Regressing nude mouse grafts of burkitt's lymphoma×lymphoblastoid cell hybrids show deregulation of the c‐myc gene and expression of the EBV latent membrane protein

Abstract Somatic cell hybrids between the malignant Burkitt lymphoma cell line BL 60 and the non‐malignant Epstein‐Barr virus (EBV) immortalized lymphoblastoid cell line (LCL) IARC 277 demonstrate the deregulated c ‐myc transcription pattern of the parental BL cell line during exponential growth in tissue culture. Subcutaneous nude mouse grafts of these hybrids, however, completely regress after an initial growth phase. To investigate whether regression of these grafts is mediated by a down‐regulation of the BL‐60‐derived deregulated c ‐myc gene in vivo, c ‐myc transcription was analyzed in growing versus regressing hybrid grafts. In the initial growth phase as well as during regression, these grafts showed the deregulated c ‐myc expression pattern of the parental BL cell line with highly abundant c ‐myc transcripts originating from the BL specific translocation chromosome 8q + . Our results question the significance of c ‐myc deregulation for an unlimited in vivo growth potential of B‐lymphoblastoid cells. To further characterize the hybrids, surface expression of B‐cell‐specific antigens was analyzed on the hybrids and shown to correspond to that of the parental LCL. In addition, transcription of the gene encoding for the EBV latent membrane protein (LMP) as well as histological features were analyzed in growing versus regressing hybrid grafts.

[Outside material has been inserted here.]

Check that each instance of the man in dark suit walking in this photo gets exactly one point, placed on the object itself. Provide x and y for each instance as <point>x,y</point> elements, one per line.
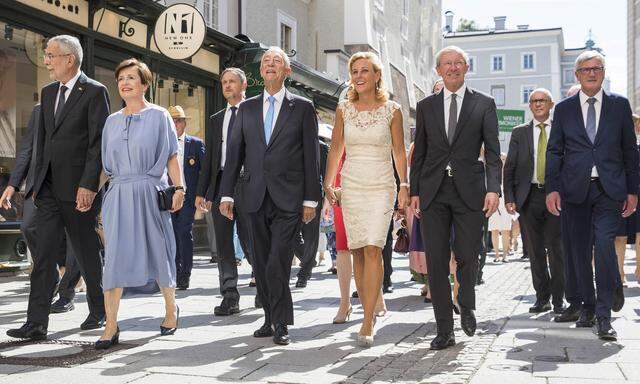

The LMP gene, which is down‐regulated in the tumors produced by the parental BL cells, was expressed in the hybrid grafts as well as in the parental LCL grafts. This finding might be compatible with a host response of the nude mouse against LMP. The histological analysis, however, which revealed massive necrosis in the center of the regressing grafts without pronounced inflammatory infiltrates, rather points to a hypoxemic process leading to graft regression.